Страница 2 из 44
III
Марксистские Zusammenbruchstheorie и Verelendungstheorie оказались несостоятельными со всех точек зрения. Эти теории не только научно неверны и совершенно устарели, но с ними связана и ложная моральная настроенность. Развитие капитализма пошло другими, более сложными путями, смягчающими противоречия, ослабляющими зло, увеличивающими значение рабочего класса и его благосостояние внутри самого капиталистического общества. Поэтому социал-демократия подверглась роковому процессу «обуржуазивания». Да и идеалы ее в сущности всегда были буржуазными. Духовная буржуазность социализма, его рабство у социальной материи, его отрицание ценностей, его неспособность подняться над ограниченной целью человеческого благополучия до целей более далеких и высоких, совершенно несомненна и обнаруживается все более и более. И менее всего можно искать противоядия против этой буржуазности в идее социальной революции, которая порождена рабством духа. Марксистская Zusammenbruchstheorie была построена по гегелевской диалектической схеме. Но в этой теории было все-таки больше уважения к факту социальной эволюции, чем у г. Ленина и большей части русских социал-демократов, которые в сущности соединяют старое русское народничество со старым русским бунтарством.
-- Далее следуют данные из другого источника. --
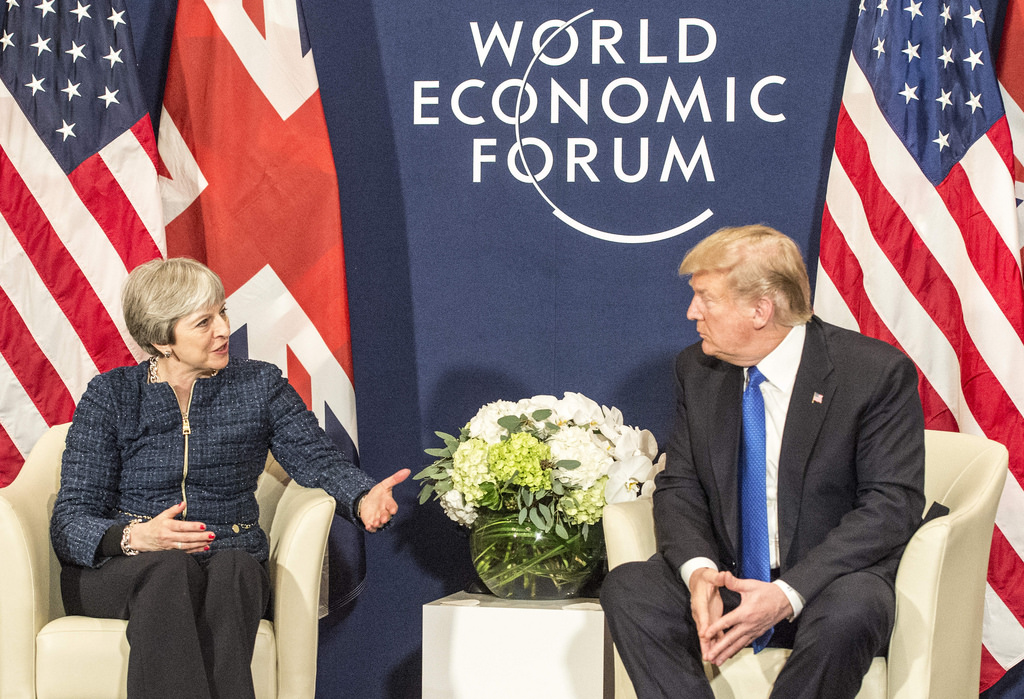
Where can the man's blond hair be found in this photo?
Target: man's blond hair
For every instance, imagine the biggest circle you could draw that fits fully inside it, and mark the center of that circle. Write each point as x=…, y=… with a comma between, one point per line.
x=758, y=262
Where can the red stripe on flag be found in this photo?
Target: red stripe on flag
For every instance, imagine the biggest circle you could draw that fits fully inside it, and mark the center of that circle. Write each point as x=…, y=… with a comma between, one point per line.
x=104, y=199
x=59, y=272
x=927, y=280
x=10, y=459
x=299, y=378
x=991, y=670
x=848, y=276
x=995, y=264
x=142, y=130
x=1006, y=573
x=33, y=369
x=1009, y=66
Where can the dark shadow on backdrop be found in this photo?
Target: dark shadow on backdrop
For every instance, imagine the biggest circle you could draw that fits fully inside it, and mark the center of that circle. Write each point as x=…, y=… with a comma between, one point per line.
x=343, y=36
x=152, y=27
x=828, y=144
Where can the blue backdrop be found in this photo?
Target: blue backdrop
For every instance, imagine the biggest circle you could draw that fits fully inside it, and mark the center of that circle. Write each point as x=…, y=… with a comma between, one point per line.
x=466, y=287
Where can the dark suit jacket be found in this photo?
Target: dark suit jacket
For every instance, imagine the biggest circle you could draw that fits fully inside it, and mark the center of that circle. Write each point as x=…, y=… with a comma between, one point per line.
x=851, y=468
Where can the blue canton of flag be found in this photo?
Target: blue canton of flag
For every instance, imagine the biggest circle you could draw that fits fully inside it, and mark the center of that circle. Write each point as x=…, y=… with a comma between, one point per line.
x=72, y=70
x=925, y=67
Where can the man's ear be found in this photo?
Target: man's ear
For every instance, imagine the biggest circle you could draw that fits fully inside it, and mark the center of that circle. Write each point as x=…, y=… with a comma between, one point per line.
x=764, y=312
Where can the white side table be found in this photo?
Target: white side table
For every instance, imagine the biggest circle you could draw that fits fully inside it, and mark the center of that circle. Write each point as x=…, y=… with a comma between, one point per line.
x=478, y=646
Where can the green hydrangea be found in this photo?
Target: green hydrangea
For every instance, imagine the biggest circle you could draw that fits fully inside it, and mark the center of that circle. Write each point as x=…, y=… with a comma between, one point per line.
x=520, y=453
x=584, y=507
x=469, y=470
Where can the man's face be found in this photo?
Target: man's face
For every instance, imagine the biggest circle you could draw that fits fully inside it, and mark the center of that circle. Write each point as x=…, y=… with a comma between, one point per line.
x=726, y=326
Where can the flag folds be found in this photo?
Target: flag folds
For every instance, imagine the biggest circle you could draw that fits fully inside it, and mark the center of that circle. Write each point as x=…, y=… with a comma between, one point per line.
x=920, y=247
x=249, y=187
x=79, y=208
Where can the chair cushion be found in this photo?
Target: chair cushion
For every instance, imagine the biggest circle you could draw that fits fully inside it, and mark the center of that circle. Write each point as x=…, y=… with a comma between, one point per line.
x=747, y=675
x=81, y=657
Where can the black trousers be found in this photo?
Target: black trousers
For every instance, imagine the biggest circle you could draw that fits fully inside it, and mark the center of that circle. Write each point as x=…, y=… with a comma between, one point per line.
x=192, y=621
x=834, y=640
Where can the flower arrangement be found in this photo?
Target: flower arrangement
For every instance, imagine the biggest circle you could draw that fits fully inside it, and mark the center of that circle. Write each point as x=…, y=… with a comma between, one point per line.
x=554, y=462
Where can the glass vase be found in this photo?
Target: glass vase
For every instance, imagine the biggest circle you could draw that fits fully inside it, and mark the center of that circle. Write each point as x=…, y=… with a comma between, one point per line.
x=521, y=562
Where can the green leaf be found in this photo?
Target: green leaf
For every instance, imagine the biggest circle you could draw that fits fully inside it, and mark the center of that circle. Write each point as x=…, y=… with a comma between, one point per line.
x=538, y=522
x=510, y=423
x=426, y=473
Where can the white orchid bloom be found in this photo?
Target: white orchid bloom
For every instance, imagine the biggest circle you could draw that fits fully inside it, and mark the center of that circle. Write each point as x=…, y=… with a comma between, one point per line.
x=627, y=477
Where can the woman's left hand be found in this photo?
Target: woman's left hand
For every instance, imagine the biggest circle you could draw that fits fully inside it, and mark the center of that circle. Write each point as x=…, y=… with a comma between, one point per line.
x=378, y=507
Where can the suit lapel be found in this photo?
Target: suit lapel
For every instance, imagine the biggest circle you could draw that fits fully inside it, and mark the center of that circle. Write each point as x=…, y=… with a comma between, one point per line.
x=724, y=427
x=812, y=394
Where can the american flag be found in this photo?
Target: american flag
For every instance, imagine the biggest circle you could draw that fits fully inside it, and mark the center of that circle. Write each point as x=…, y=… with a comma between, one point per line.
x=920, y=246
x=79, y=208
x=250, y=188
x=1010, y=70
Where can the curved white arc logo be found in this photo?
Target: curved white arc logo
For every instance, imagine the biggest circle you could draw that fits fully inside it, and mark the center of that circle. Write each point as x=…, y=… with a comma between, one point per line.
x=561, y=215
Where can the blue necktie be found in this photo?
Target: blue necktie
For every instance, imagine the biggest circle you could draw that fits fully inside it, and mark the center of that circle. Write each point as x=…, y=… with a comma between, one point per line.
x=755, y=558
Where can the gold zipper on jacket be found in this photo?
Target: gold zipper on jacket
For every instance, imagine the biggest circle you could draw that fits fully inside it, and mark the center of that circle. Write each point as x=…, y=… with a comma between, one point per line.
x=185, y=431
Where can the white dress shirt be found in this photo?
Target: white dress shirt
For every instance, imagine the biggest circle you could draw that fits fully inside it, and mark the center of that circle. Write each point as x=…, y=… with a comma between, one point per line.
x=779, y=369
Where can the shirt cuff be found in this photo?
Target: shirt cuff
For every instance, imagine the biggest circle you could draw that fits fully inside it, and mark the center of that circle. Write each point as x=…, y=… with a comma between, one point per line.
x=687, y=569
x=796, y=600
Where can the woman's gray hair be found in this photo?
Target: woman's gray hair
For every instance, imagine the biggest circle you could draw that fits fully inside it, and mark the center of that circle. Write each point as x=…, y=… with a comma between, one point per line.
x=160, y=293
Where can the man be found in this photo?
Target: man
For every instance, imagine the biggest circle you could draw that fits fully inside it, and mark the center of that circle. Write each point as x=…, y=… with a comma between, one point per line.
x=781, y=514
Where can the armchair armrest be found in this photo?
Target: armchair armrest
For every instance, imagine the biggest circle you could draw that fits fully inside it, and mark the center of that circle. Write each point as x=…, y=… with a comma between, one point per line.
x=298, y=539
x=629, y=531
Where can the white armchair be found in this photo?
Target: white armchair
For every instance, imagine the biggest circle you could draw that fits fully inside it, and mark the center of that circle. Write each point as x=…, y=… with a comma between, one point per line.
x=47, y=655
x=935, y=650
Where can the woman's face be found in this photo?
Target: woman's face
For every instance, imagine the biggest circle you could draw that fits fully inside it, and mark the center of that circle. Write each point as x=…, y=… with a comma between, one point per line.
x=201, y=339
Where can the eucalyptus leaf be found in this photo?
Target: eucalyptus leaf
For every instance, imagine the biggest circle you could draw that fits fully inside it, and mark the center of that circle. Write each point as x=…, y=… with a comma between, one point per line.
x=510, y=423
x=426, y=473
x=425, y=493
x=538, y=522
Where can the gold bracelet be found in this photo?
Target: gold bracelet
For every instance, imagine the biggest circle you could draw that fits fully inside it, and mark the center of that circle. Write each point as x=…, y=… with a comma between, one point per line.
x=126, y=536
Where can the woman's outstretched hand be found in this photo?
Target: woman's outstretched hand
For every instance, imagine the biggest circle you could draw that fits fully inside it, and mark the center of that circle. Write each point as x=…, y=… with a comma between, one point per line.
x=378, y=507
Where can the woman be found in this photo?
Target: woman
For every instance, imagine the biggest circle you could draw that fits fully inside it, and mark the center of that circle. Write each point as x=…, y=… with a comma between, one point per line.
x=157, y=520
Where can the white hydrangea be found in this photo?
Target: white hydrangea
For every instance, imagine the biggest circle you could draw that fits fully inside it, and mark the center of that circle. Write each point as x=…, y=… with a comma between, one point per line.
x=457, y=509
x=484, y=423
x=580, y=409
x=578, y=443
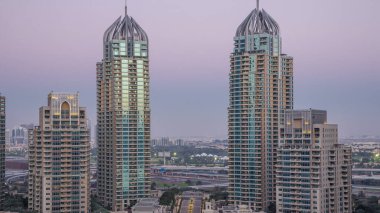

Мировая война поставила в исключительные условия хозяйственную жизнь народов и вызывает неотвратимый процесс государственной регуляции и социализации. Но этот военный социализм, этот социализм бедности, внеклассовой и государственной, не дает никаких жизненных оснований для возрождения идеи социальной революции. На этом горьком пути вырабатываются навыки, которые будут иметь значение для дальнейшего социального процесса, и вряд ли возможен после войны возврат назад, к совершенно нерегулированной хозяйственной жизни капиталистических обществ. Но это будет лишь новый фазис социальной эволюции, который ни к какому «социализму» в доктринерском смысле не приведет. Социализм, как он конструируется в социалистических доктринах, всегда будет или преждевременным, или слишком запоздалым. Когда наступит время для социализма, то он окажется уже ненужным и устаревшим, так как будет уже новая жизнь, не похожая на ту, которая преподносилась в социалистических мечтах, скованных отрицательными связями с буржуазно-капиталистическим строем. В социалистической идее нет почти ничего творческого.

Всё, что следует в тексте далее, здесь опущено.